Given that Congress doesn’t seem likely to vindicate its interests in a satisfactory manner through the first two options, that leaves the one that has lain dormant since 1935. They could, for example, have the Sergeant-At-Arms arrest Don McGahn and hold him over for trial in the House.
Before I go on, I must warn you that this too could fail. There are some judicially-imposed limitations on Congress’s inherent contempt authority. Namely, based on the partially-superseded 1881 Kilbourn v. Thompson ruling, the information Congress seeks must be plausibly related to legislation they might pass or some regulatory scheme they’ve enacted. A conservative Supreme Court might find reasons to side with the president and argue that anything from his tax returns to the relevancy of the infamous Trump Tower meeting with the Russians does not meet that criteria.
However, based on strong precedent and the facts at hand, Congress would still be an excellent position to win any challenge to their authority to hold a contempt trial of their own for Don McGahn and for other holdouts, like former chief of the White House’s Personnel Security Office Carl Kline.

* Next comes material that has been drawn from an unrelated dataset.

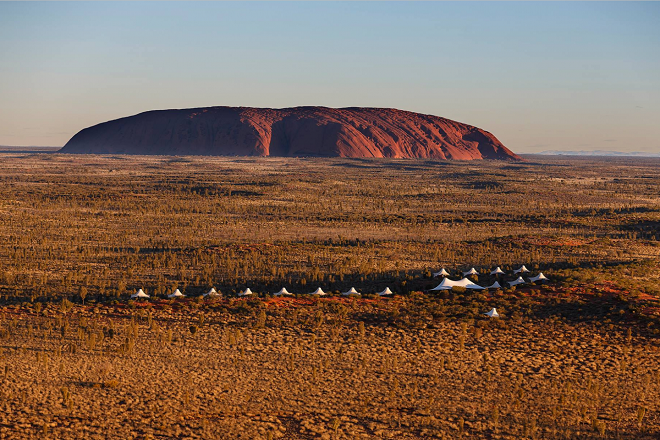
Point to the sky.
(538, 75)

After a careful review of the relevant case law and congressional precedent, Garvey concludes that the House could create a select committee dedicated to compelling the enforcement of their subpoenas, which would help them avoid tying up regular business on the floor.
Ordinarily, I would never advocate taking such a radical step. The procedure seems anachronistic, and the idea that a citizen can receive a fair trial in a political body like the House of Representatives seems absurd and would probably be perceived that way by the modern mind. I don’t like the idea of Congress locking people up.
But the Trump administration is taking steps more alarming, radical and norm-shattering than what I am proposing. I honestly don’t see how Congress has any alternative other than to lose this battle, and a lot of their power and prestige along with it.
[C]ongress needs to invoke their inherent contempt authority less for themselves than for the rest of us. This rogue presidency is dangerous and cannot be left unchecked. There is still one way to check them, and as crazy as it might sound, it’s perfectly legal and has a long history.
Congress needs to get rough with non-complying witnesses and lock ’em up.
“Lock them up! Lock them up! Loch them up!” Karma’s a bitch.